The lab demonstrates a working Samba server that provides both file and printer services across platforms. Configuration artifacts and notes support re-deployment in other environments. The lab demonstrates a working Samba server that provides both file and printer services across platforms. Configuration artifacts and notes support re-deployment in other environments.

Outcomes

  • Implemented the SMB protocol for cross-platform file sharing.
  • Implemented three access models: public (anonymous), private (authenticated), and restricted (group + IP-based control).
  • Gained proficiency with Samba configuration (/etc/samba/smb.conf), UNIX permissions (chmod, chown), and Samba user management (smbpasswd).
  • Verified interoperability between Linux hosts and the Samba server (VM).

Technical Environment

  • Hypervisor: Oracle VirtualBox
  • Server: Ubuntu 24.04 LTS (VM: 1 vCPU, 1 GB RAM)
  • Host OS: Linux Ubuntu
  • Network: Adapter 1 = NAT (internet), Adapter 2 = Host-Only (private LAN 192.168.56.0/24)

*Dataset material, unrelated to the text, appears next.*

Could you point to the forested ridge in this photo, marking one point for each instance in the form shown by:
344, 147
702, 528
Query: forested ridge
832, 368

Project Process & Key Steps

Virtual Machine Setup

  • Created and configured an Ubuntu VM with Host-Only networking to simulate an isolated LAN for testing.
  • Installed a minimal Ubuntu Server image to conserve resources.

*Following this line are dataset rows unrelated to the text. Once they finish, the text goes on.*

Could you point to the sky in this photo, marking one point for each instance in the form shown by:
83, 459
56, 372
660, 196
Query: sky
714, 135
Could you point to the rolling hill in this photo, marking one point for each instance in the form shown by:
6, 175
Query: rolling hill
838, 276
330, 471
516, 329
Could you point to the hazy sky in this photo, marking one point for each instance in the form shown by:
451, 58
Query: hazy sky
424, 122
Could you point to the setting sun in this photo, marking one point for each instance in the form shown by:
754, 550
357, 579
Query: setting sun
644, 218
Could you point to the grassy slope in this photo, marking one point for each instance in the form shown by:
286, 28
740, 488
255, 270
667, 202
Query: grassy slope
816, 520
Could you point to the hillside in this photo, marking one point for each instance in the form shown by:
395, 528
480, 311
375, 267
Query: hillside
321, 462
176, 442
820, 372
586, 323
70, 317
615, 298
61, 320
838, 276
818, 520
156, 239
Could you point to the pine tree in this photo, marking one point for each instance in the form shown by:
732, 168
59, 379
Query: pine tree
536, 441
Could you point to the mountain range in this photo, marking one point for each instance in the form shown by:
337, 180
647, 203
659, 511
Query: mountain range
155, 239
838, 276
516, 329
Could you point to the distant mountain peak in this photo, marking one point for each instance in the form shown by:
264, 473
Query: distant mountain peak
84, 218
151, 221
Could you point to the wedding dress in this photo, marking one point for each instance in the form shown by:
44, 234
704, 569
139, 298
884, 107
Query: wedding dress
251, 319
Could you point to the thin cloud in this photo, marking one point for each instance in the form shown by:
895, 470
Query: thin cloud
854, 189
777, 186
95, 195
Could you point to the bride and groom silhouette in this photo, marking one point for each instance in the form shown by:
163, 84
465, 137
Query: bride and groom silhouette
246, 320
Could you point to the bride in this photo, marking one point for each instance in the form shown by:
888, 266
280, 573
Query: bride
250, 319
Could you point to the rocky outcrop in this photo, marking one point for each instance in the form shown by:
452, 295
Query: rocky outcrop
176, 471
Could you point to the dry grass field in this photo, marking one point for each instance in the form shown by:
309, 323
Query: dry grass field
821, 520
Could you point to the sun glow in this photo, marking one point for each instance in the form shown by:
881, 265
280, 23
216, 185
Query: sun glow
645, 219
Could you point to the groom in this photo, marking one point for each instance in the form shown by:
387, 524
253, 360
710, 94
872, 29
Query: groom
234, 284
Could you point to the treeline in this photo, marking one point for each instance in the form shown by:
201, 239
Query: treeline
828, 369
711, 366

Samba Installation & Basic Configuration

  1. Update packages and install Samba:
sudo apt update && sudo apt upgrade -y
sudo apt install -y samba
  1. Edit /etc/samba/smb.conf with global parameters (e.g., workgroup, security = user, map to guest = Bad User). Verify with testparm.

Creation of Share Types

Below are the three share models implemented and tested:

  • Public Share (open access)
    • Directory: /srv/samba/public
    • Permissions: sudo chown nobody:nogroup /srv/samba/public && sudo chmod 777 /srv/samba/public
    • Samba config: guest ok = yes, writable = yes, force user = nobody
  • Private Share (user-authenticated)
    • Directory: /srv/samba/private
    • Create Samba user: sudo smbpasswd -a sambauser
    • Samba config: valid users = sambauser, writable = yes
  • Restricted Share (group + IP restrictions)
    • Group: create an admin group (e.g., sudo groupadd admin) and add users.
    • Directory: /srv/samba/restricted with sudo chown root:admin /srv/samba/restricted && sudo chmod 2770 /srv/samba/restricted (setgid).
    • Samba config: valid users = @admin, hosts allow = 192.168.56.1, hosts deny = ALL, browsable = no.

Permissions & Security

  • Used create mask and directory mask options to enforce file/directory permissions.
  • Implemented hosts allow and hosts deny for IP-level access control.

Testing & Validation

  • From the host, tested mounts and access:
    • File manager: smb://192.168.56.101/public
    • Command line: smbclient -L //192.168.56.101 -U sambauser
  • Verified operations: list, put, get, mkdir, and deletion where permitted.
  • Used testparm and Samba logs (/var/log/samba/) to troubleshoot and verify the configuration.

Skills Demonstrated

  • Linux server administration (Ubuntu)
  • Samba configuration and troubleshooting
  • VirtualBox networking and host-only LAN simulation
  • User/group and permission management (chmod, chown, smbpasswd)
  • SMB/CIFS protocol understanding and cross-platform interoperability

Challenges & Solutions

  • Overcame common Samba issues (protocol negotiation, hosts allow restrictions, permission problems).
  • Optimized VM performance with low resources.
  • Ensured compatibility between Linux host (client) and Linux VM (server).

Conclusion

This project strengthened practical skills in network file sharing, Linux administration, and cross-platform interoperability—key competencies for systems and network administration roles.